Но что это я все о приобретениях гостей? Тем более что их добыча уже была размещена где надо, а сами же они с бокалами шампанского приступили к светским разговорам либо рассматривали стенды с фотографиями, чертежами, планами реставрации памятника истории и культуры. Или даже внимали архитектору, стоявшему с указкой у стендов. Слышалось: «Уже в семнадцатом веке в усадьбе были каменные здания, включенные затем в ее главный дом и северный флигель. Древнейшей частью главного дома является белокаменный объем рубежа шестнадцатого — семнадцатого столетий, находящийся теперь целиком ниже уровня земли…» «О! — обрадовался гость с кофром на плече. — Ниже земли! Это для привидений!» «Привидений? — растерялся архитектор. — Я не по привидениям. Привидений вообще нет. Я продолжу…» И последовали слова о дальнейших перестройках здания, в частности, для новых его владельцев Тутомлиных, о барокко, рококо и о том, что, в конце концов, главный дом усадьбы занял особое место в ряду московских жилых домов эпохи зрелого классицизма. «Что же, при зрелом, что ли, классицизме не бывает привидений?» — возмутился гость с кофром. «Фасады были гладко оштукатурены, — не дал себя сбить архитектор, — получили белокаменные тяги и карниз, а между ризалитами протянулся балкон на невысоких, широко расставленных консолях. Строгая простота отличает и внутренний облик дома. Парадная анфилада второго этажа, мы сейчас здесь и находимся, состоит из немногих помещений — зал с аванзалом, гостиная, спальня и кабинет, — но замечательна по своим монументальным масштабам. Гостиная — самое крупное помещение дома…» «В гостиную нас не пустят. Туда мы не приглашены…» — вздохнули в аванзале. «Это как же! — теперь уже вскричал гость с кофром. — Ризалиты здесь есть, белокаменные тяги есть, а привидений нет! Что вы нам головы морочите! Зачем вы нас заманивали?»

— Вас никто не заманивал, — сказал Дударев. — А привидение будет. Будет.

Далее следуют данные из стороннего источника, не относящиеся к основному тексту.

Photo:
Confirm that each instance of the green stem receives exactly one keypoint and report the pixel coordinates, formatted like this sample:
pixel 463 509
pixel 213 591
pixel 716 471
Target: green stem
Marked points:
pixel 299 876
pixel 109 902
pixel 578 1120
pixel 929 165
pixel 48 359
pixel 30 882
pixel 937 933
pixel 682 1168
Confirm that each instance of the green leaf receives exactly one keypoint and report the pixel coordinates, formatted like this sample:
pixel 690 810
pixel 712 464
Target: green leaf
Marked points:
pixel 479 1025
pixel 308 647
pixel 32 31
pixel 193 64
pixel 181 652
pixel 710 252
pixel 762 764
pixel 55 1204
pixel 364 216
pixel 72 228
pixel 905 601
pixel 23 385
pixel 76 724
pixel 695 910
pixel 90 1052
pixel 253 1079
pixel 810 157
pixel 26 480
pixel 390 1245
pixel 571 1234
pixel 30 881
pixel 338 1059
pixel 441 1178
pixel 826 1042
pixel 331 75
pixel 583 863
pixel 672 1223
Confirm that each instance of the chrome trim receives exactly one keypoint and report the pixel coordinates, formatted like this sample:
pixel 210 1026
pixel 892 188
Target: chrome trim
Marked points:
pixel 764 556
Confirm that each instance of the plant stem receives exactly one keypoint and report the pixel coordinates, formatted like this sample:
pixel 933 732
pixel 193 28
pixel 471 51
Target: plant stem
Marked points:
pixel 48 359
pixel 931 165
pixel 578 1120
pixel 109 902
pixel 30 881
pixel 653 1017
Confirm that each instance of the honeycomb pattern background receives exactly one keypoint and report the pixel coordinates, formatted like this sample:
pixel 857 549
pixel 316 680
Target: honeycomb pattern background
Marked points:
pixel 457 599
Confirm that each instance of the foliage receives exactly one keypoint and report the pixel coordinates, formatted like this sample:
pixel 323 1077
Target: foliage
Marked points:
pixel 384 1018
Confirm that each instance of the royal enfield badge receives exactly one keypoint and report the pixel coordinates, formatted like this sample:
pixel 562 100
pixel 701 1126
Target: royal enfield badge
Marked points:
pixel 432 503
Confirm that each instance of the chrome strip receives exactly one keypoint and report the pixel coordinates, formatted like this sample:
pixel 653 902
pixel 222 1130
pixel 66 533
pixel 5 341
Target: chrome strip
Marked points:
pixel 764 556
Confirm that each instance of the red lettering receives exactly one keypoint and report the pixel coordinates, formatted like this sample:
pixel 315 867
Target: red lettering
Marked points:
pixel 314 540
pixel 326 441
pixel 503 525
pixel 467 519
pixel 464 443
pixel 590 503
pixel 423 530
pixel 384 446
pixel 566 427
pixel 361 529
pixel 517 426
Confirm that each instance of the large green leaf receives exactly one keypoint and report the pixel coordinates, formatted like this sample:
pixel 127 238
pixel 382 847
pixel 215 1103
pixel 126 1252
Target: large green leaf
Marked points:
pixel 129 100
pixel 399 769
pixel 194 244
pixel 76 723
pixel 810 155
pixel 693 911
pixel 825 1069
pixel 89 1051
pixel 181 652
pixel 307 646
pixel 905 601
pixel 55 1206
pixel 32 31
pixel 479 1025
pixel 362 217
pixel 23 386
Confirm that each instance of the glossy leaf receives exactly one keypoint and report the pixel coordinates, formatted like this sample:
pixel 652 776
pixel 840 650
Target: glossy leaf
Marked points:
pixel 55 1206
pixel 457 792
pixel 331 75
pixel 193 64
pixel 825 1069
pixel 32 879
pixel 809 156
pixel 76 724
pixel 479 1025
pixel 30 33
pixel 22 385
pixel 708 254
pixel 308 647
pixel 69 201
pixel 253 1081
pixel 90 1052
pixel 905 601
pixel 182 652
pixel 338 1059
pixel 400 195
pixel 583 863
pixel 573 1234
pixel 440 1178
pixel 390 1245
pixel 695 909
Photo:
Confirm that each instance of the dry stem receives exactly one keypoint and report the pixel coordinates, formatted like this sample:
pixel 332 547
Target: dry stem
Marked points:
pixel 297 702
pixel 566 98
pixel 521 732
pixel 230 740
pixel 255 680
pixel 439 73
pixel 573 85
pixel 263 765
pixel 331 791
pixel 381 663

Шеврикука удивился. Дударев мог ответить уклончиво: мол, всякое случается, мол, речь идет о столетиях, вдруг что-нибудь отсырело, или заплесневело, или впало в спячку и кто вправе давать какие-либо гарантии? Но заверение Дударева прозвучало нагло-категорично. Будет, и все. Это Шеврикуку насторожило.

— Да. Будет, — сказал Дударев. — Но не сейчас. И не для всех. Сегодня не для всех. Увы, не мы избирали претендентов, они избирали нас. Однако я не понимаю, отчего вас так волнует привидение. Привидение, оно и есть привидение. Не более того. Мы ведь приглашали вас познакомиться с историческими и архитектурными ценностями дворца. Их множество. И я просто не понимаю…

Похоже, недоумение Дударева было искренним.

— Ведь столько здесь всего представлено на стендах… Одна история балбеса и пятиметра Панкратия Тутомлина чего стоит! И как главнокомандующий Москвы граф Гудович снял с него очки! — Видимо, судьба вертопраха Панкратия была чем-то особенно дорога Дудареву. Но тут же Дударев и спохватился: — Уважаемые гости. Прошу извинения. Я здесь не главный и в деле новый, возможно, растерялся и кого-то обидел. Это непростительно. Приглашения всем вам были посланы с почтением и надеждой, что наши усилия будут интересны представителям самых разных слоев московского населения. Вечером же здесь произойдет деловой саммит претендентов. Возможно, ни один из них город не устроит. А к вам со словом обратится наш замечательный полпрефект гражданин Кубаринов. Прошу вернуться к подносам и столам.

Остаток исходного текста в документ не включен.